Conte, nell'immediato post-partita, ci ha tenuto a specificarlo ai microfoni: "Io insegno a giocare a calcio, non a difendersi". Nessuno lo ha mai messo in dubbio, ma è pur sempre oggettivo constatare come sia la difesa il nostro miglior grimaldello. Nelle 3 partite sinora giocate dalla premiata ditta Buffon-Barzagli-Bonucci-Chiellini non abbiamo subito neanche un gol e sono stati disinnescati, nell'ordine, Hazard, Lukaku, Ibrahimovic e Morata, solo per citare i più altisonanti. Come da punto [7], peraltro, del decalogo post-Irlanda, la conoscenza reciproca tra l'attaccante ed i difensori bianconeri ha fatto pendere la bilancia dalla parte della maggioranza. Perché Morata non è un fenomeno, né per intensità né per valori tecnici, a differenza dei nostri 4, là dietro. Rodati come un motore giunto al 500millesimo chilometro e affiatati come un poker di gemelli siamesi, riescono ad avvinghiarsi - talvolta anche con troppa tenacia - agli intrusi d'area con rara e diligente meticolosità, sino a stringerlo in una morsa letale. Annientante. Annichilente. Sfibrante.
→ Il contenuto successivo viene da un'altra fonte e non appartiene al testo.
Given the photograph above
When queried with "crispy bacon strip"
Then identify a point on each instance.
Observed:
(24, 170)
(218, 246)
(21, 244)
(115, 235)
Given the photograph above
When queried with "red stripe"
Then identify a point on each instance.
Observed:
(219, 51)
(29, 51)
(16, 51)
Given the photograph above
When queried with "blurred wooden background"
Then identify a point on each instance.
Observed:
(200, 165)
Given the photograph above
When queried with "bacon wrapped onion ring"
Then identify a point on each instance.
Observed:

Poi, quando finalmente si inizia anche a giocare bene in contropiede, e a non sbagliare i passaggi orizzontali a centrocampo, le cose vanno bene anche davanti. E questa sì che è una novità. Certo, avessimo dei fenomeni anche in attacco, e se De Gea non avesse vissuto la sua giornata di grazia, probabilmente Italia - Spagna sarebbe finita 5-0, con tanto di sussulto di gloria del buon Gigione Buffon che al 92' si sarebbe preso il godereccio lusso di rivolgersi agli assistenti del riprovevole signor Cakir urlando con espressione superficiale, e tono sommesso, "referee, please, respect for the rival. Respect for Spain!". 

La verità, allora, è davvero che oltre le gambe c'è di più. Che i valori tecnici possono essere azzerati dal furore agonistico, dall'organizzazione di gioco e dallo spirito di gruppo. Che la voglia e la tenacia d'un tecnico così preparato, che ha scelto i più brutti, sporchi e cattivi a dispetto dei belli & bravi, possano avere la meglio. 
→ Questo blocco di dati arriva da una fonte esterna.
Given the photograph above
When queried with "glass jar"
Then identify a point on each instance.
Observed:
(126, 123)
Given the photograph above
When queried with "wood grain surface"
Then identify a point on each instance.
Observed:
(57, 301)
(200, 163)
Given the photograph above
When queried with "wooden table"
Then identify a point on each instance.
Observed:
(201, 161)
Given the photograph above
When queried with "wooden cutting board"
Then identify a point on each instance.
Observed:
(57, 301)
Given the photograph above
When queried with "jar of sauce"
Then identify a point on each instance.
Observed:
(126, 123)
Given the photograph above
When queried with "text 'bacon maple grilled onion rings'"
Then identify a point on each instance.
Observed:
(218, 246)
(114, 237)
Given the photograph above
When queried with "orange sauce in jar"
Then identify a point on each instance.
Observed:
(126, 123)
Certo, con la Germania sarà molto più difficile. Anzitutto perché i tedeschi sono l'unica squadra che ha subito meno gol di noi. In secundis perché, in quanto a rabbia, sincronismi e specificità tattica, sono la squadra che più c'assomiglia, in questo Europeo. Con una differenza sostanziale, però: anche loro, davanti, hanno dei fenomeni. Tutta gente che i nostri, dietro, hanno già affrontato (e fermato) più volte, per carità. Ma la famosa fame, con tanto di caccia della rivalsa, di cui sopra, stavolta sta dalla loro. Sono decenni, ormai, che li buttiamo fuori da ogni manifestazione internazionale, e statistica e cabala, in tal senso, sono scienza: prima o poi dovrà arrivare il nostro momento. Il momento della loro, di vendetta. 
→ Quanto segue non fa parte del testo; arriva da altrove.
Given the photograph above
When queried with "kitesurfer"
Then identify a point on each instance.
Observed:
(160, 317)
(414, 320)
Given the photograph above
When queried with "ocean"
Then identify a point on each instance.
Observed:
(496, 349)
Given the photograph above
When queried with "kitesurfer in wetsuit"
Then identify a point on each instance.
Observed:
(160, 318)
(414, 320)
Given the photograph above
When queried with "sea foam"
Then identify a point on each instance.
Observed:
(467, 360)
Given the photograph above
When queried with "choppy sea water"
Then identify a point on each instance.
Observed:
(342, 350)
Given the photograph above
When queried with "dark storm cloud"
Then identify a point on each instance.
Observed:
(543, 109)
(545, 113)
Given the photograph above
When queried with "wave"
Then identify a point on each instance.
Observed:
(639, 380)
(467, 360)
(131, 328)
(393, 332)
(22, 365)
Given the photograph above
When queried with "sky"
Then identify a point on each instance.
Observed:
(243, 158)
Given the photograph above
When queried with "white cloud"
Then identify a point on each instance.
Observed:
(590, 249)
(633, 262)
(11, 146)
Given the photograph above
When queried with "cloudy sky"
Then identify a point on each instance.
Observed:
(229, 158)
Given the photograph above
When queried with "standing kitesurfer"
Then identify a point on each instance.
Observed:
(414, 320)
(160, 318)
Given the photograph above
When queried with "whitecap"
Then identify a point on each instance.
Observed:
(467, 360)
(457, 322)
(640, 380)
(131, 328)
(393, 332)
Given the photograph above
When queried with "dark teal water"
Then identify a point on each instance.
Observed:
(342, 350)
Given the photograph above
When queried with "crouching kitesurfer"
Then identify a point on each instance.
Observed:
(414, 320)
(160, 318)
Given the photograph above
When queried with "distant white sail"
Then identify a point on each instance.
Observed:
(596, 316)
Ovviamente non è detto che questo sia il momento del "prima". Le Nazionali cambiano, e con esse allenatori e giocatori. Il loro, Low, tra una sniffatina allo sbarabaus ed una fragranza ascellare ai suoi ragazzi dovrà dire poco: "Questa volta tocca a noi" (che google mi traduce "Diesmal ist es unsere turn"), o qualcosa del genere. In ogni caso, chiusa da una bella parolaccia made in Germany, per fare colore (e odore, per coerenza). Conte, questa ulteriore iniezione di rabbia, ai suoi non potrà regalarla. Dovrà tenerli però in costante tensione, alzare ulteriormente l'asticella dell'attenzione e ricordare che così come non eravamo fenomeni dopo il Belgio, e brocchi dopo l'Irlanda, non siamo nuovamente fenomeni adesso. E, magari, anche a rischio di richiamare alla mente la scarsa, virile mascolinità dell'inarrivabile Kevin Kline di 'In & out', mettere a palla negli spogliatoi "Siamo donne" di Jo Squillo e Sabrina Salerno. Non per il ritmo, né per le tonalità pop. Ma solo per ricordare ai ragazzi due passaggi fondamentali che, decontestualizzati, possono fare benissimo il loro dovere. Uno, lo dicevo prima, è riferito al fatto che questa squadra, evidentemente, oltre ai bicipiti, ha molto altro, all'altezza del cuore e della testa. La seconda, invece, è riferita ai pochi che dovessero essersi fatti prendere dai facili entusiasmi. Sarà lì che il mister dovrà prendere il "pivello" per il bavero, fulminarlo con gli occhi della tigre, e gelarlo con tre, semplici, parole: "Attento, che cadi".